Role of Intravenous Azithromycin as Adjunctive Therapy in Children With Acute Encephalitis Syndrome (AES): An Open-Label Randomized Controlled Trial
Priti Yadav, Kundan Mittal, Paramjeet S Gill, Anindya Mittal, Kausalya Raghuraman, Jaya S Kaushik

TL;DR
This study examines whether adding intravenous azithromycin to standard treatment improves outcomes in children with acute encephalitis syndrome.
Contribution
The study provides empirical evidence on the efficacy and safety of azithromycin as adjunctive therapy for acute encephalitis syndrome in children.
Findings
Adding azithromycin did not reduce all-cause mortality in children with AES.

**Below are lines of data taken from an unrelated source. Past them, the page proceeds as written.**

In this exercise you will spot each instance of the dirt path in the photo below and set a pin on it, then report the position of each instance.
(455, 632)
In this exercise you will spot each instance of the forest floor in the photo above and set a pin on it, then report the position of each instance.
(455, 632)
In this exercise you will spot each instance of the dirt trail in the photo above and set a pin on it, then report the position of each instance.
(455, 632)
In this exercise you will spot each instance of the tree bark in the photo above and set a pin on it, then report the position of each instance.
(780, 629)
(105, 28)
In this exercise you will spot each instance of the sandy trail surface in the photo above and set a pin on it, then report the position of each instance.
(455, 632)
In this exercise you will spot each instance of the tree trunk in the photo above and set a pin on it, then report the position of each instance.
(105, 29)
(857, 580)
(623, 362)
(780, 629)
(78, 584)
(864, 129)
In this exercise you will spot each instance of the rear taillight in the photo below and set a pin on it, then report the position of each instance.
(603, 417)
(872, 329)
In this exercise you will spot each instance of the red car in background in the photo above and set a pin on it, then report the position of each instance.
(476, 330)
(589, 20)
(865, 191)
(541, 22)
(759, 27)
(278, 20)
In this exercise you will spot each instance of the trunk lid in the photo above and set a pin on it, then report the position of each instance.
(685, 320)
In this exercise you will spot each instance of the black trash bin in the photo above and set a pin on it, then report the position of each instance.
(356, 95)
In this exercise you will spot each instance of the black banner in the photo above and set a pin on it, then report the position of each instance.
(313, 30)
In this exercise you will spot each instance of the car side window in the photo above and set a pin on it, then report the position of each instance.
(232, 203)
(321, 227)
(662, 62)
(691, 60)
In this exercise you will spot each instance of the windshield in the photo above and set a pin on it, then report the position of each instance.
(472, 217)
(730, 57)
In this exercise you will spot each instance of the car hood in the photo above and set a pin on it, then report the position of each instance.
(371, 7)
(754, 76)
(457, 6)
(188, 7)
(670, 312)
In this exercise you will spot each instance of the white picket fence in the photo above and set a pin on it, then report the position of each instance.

Hospital stay duration and disability rates were similar between groups.
No serious adverse events were observed in either group.
Abstract
Background: Acute encephalitis syndrome (AES) has high morbidity and mortality in children. Empirical treatment of AES often consists of third-generation cephalosporins, with vancomycin and acyclovir, and frequently excludes the use of azithromycin, targeted at scrub typhus. In a resource-constrained setting, testing for scrub typhus becomes challenging. Considering the lacunae in the existing literature, there is a need for robust evidence to determine the role of additional azithromycin use in children with AES. Objective: To evaluate the efficacy and safety of adjunctive intravenous azithromycin treatment in children with AES compared to standard therapy alone. Material and methods: An open-label, two-arm randomized controlled trial was conducted at a tertiary care teaching hospital with a level III pediatric intensive care unit. Children aged one to 14 years with AES were…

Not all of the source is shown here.